E que desfecho de existência: constantemente atacado pelo jornalista Carlos Lacerda (Borges), Getúlio Vargas (Ramos) finalmente se vê numa posição impossível quando o sujeito sofre um atentado que resulta na morte de um major da aeronáutica. Acusado por Lacerda de ser o mandante do crime, Vargas aos poucos é confrontado pela realidade de que a ideia contou com a execução do chefe de sua guarda pessoal, o controverso Gregório Fortunato (Justino), e que talvez até mesmo membros de sua família tenham se envolvido no plano. Por outro lado, o longa não descarta uma das versões possíveis do incidente – a de que Lacerda não tenha sido sequer ferido -, já que inclui um plano-detalhe de seu pé, no momento dos disparos, que o mostram incólume. Seja como for, o atentado certamente abriu a temporada de caça a Vargas por parte da mídia, o que resultaria numa instabilidade política gigantesca e, finalmente, no suicídio do presidente.
Neste aspecto, Getúlio não poderia ser mais atual, já que nos encontramos justamente no meio de uma pesadíssima campanha mediática reacionária – e basta lermos as manchetes do UOL, da VEJA, do Estadão e da Folha de São Paulo para acharmos exemplos contemporâneos de Lacerdas esbravejantes que não se intimidam em distorcer fatos e pintar uma realidade que uma rápida pesquisa no Google provaria mentirosa (e há algumas semana o UOL chegou a mudar uma manchete três vezes em poucas horas ao noticiar uma estatística econômica, indo da observação de que se tratava de um índice positivo até chegar à versão final que a retratava como um desastre – isto para não esquecermos dos gráficos com colunas desproporcionais usados em telejornais da Globo e nas manchetes da Folha que tentavam levar o leitor a confundir dois prefeitos). Com isso, quando Getúlio traz sequências nas quais o povo, manipulado pela imprensa, vai às ruas protestar por motivos equivocados, torna-se impossível não nos lembrarmos mais uma vez da certeira frase de Eric Rohmer: “Todo bom filme é também um documento de sua época”.

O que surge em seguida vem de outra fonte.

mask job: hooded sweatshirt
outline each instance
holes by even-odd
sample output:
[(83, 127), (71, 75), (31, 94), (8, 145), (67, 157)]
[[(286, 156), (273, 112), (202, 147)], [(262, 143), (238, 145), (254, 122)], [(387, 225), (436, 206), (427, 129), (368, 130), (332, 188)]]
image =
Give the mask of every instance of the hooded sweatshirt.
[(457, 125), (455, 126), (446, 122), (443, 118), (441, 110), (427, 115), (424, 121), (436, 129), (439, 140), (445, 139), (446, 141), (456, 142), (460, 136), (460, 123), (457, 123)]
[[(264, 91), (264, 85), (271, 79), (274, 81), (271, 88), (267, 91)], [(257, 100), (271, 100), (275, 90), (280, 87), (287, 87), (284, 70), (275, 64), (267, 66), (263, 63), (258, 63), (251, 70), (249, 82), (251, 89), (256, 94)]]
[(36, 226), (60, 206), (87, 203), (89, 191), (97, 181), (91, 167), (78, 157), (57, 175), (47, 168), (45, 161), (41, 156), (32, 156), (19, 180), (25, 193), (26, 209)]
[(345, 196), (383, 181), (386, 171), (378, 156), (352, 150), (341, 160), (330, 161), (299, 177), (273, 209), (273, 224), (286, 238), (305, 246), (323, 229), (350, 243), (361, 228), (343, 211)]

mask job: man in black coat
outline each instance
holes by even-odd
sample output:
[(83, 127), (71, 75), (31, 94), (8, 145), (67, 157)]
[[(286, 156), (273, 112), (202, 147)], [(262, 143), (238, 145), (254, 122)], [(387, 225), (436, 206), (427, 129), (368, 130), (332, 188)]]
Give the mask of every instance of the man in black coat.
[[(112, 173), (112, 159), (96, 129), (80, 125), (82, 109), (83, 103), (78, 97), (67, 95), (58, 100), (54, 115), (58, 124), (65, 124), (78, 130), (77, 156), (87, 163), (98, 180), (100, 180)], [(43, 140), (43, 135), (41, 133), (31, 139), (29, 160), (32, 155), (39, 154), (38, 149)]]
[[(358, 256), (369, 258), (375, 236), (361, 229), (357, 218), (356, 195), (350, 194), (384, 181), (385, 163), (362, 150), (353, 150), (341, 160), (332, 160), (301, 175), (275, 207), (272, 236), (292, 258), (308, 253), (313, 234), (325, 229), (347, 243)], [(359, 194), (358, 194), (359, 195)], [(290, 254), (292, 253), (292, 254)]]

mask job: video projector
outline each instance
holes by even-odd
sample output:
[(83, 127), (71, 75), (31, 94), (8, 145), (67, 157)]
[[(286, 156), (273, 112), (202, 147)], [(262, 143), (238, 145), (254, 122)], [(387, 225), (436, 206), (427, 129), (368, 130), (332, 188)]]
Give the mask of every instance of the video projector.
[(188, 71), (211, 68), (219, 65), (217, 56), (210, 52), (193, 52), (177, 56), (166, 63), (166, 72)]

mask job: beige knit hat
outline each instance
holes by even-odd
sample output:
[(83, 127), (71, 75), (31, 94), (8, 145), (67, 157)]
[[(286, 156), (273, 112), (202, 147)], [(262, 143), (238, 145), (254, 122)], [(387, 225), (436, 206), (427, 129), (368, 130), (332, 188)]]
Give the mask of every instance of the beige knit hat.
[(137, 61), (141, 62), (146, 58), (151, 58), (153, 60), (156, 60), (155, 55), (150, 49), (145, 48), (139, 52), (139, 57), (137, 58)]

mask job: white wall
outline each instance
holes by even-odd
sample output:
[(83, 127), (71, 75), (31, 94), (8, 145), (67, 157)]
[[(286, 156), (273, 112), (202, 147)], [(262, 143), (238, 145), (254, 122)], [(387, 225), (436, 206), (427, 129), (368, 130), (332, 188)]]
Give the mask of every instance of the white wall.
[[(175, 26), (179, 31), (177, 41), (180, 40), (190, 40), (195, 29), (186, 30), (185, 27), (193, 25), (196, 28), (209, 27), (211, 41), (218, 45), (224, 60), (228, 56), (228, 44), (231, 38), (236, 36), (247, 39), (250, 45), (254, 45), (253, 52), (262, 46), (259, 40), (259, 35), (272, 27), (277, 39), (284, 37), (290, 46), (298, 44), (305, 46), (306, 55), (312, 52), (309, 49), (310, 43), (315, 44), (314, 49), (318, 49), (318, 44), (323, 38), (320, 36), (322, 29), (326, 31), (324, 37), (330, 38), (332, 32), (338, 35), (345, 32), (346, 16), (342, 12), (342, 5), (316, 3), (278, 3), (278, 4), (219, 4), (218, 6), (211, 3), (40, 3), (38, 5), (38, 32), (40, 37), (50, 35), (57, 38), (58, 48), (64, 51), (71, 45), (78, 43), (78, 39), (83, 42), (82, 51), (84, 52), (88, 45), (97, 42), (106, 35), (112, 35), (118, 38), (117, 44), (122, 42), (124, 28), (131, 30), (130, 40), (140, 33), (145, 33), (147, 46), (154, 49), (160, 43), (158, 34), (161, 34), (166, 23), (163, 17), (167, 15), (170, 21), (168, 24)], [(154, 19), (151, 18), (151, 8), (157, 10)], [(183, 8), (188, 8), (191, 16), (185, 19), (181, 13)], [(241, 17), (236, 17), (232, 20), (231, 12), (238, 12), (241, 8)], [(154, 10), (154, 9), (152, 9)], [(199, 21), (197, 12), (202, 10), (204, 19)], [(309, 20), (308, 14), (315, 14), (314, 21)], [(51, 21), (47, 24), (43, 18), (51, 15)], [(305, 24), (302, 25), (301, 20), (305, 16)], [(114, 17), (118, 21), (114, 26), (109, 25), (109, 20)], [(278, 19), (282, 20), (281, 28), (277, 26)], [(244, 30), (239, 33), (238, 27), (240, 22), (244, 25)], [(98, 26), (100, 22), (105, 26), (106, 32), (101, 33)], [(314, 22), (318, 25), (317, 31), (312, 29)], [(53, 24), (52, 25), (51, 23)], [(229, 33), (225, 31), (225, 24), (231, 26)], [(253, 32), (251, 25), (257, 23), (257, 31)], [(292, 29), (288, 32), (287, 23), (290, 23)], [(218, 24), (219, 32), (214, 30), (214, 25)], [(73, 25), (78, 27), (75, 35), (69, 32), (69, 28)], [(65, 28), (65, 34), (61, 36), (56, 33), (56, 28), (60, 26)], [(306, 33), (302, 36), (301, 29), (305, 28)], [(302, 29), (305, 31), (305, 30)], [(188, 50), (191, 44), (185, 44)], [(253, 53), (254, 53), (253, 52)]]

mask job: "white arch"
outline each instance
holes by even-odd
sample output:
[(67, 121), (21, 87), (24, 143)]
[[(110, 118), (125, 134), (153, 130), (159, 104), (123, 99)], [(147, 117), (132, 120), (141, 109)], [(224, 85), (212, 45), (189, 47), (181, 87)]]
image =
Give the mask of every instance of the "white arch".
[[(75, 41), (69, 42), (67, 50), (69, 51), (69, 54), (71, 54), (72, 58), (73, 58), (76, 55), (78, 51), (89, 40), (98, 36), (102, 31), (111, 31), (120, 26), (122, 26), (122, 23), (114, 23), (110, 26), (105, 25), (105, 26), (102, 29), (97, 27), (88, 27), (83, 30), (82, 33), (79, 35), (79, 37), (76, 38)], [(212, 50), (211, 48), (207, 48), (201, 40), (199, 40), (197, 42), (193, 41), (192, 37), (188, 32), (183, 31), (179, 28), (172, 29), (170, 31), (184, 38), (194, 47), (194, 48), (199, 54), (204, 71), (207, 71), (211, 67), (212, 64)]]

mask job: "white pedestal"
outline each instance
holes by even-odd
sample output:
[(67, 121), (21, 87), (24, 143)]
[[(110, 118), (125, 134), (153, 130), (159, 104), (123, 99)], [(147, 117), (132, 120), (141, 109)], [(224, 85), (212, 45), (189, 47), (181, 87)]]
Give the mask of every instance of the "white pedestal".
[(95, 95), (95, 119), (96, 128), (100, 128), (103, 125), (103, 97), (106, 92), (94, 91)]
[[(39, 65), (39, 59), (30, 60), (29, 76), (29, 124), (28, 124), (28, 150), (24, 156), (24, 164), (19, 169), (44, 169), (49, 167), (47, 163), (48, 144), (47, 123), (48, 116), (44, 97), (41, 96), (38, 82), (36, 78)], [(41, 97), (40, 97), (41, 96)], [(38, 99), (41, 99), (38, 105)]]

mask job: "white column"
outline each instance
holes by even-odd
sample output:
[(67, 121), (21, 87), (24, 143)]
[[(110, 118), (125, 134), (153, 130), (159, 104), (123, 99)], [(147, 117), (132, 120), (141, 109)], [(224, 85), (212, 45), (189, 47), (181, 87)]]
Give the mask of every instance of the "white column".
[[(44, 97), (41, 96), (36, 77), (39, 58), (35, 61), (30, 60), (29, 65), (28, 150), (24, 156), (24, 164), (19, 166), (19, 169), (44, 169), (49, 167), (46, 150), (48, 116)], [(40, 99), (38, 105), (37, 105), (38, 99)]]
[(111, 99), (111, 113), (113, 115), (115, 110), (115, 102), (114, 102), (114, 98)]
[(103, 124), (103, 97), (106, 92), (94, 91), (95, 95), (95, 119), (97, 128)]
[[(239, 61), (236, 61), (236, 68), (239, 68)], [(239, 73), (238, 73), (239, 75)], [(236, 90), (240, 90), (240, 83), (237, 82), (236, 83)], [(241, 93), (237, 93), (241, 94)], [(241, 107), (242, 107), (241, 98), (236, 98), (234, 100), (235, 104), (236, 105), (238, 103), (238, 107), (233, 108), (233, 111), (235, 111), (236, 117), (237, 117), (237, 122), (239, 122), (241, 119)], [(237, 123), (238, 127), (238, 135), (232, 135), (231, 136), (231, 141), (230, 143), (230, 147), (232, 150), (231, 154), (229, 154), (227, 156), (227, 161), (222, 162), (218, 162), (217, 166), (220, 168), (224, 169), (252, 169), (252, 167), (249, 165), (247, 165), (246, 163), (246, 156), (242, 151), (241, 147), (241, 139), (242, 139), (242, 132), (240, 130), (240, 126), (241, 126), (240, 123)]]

Esta, diga-se de passagem, não foi a única frase célebre que me ocorreu ao assistir ao filme, já que também me lembrei da observação de George Santayana (na realidade, uma versão adulterada da frase original) que também poderia servir como tagline desta produção: “O povo que não conhece sua História está condenado a repeti-la”. E se estamos vendo uma repetição preocupante de certos incidentes que precederam não só a morte de Getúlio, mas também o golpe de 64, é interessante notar que o próprio Vargas parecia muito atento à sua própria história, já que parte de sua passividade diante da movimentação da oposição vinha justamente de seu receio de que, por já ter “rasgado a Constituição duas vezes”, suas ações pudessem ser vistas com desconfiança pelo povo. Isto, claro, não deixava de ser irônico, já que, antes carrasco da democracia, agora Getúlio surgia como condenado desta – e sua vulnerabilidade é ressaltada pelo longa em momentos como aquele que o trazem com dificuldades para amarrar os sapatos ou se relacionando afetuosamente com a devotada filha Alzira (Moraes).
Esta fragilidade de Vargas é construída também através da caracterização de Tony Ramos, dono de um olhar sempre repleto de gentileza e que, mesmo exibindo um sotaque irregular (notem como a dicção do “r” muda ao longo da projeção), cria um protagonista cujo sofrimento crescente se torna patente para o espectador. Parecendo carregar um peso colossal sobre os ombros, o Getúlio de Tony Ramos é um homem que tenta lidar ao máximo com a pressão à qual está submetido, mas que acaba sucumbindo a esta muito antes de disparar contra o próprio coração. Enquanto isso, Drica Moraes compõe uma Alzira amorosa e sempre preocupada com o pai, mas que também se mostra capaz de articular politicamente suas respostas à repercussão do atentado. E se Thiago Justino encarna bem a personalidade forte de Gregório Fortunato sem perder de vista sua curiosa devoção ao presidente (o plano no qual surge penteando Vargas é emblemática), Alexandre Borges pouco tem a fazer como Carlos Lacerda, ficando preso a discursos berrados com o cinismo típico do sujeito. Já as demais figuras que cercam o núcleo principal são apresentadas de maneira tão frágil que o filme sente necessidade de identificá-las através de legendas, o que não é um bom sinal.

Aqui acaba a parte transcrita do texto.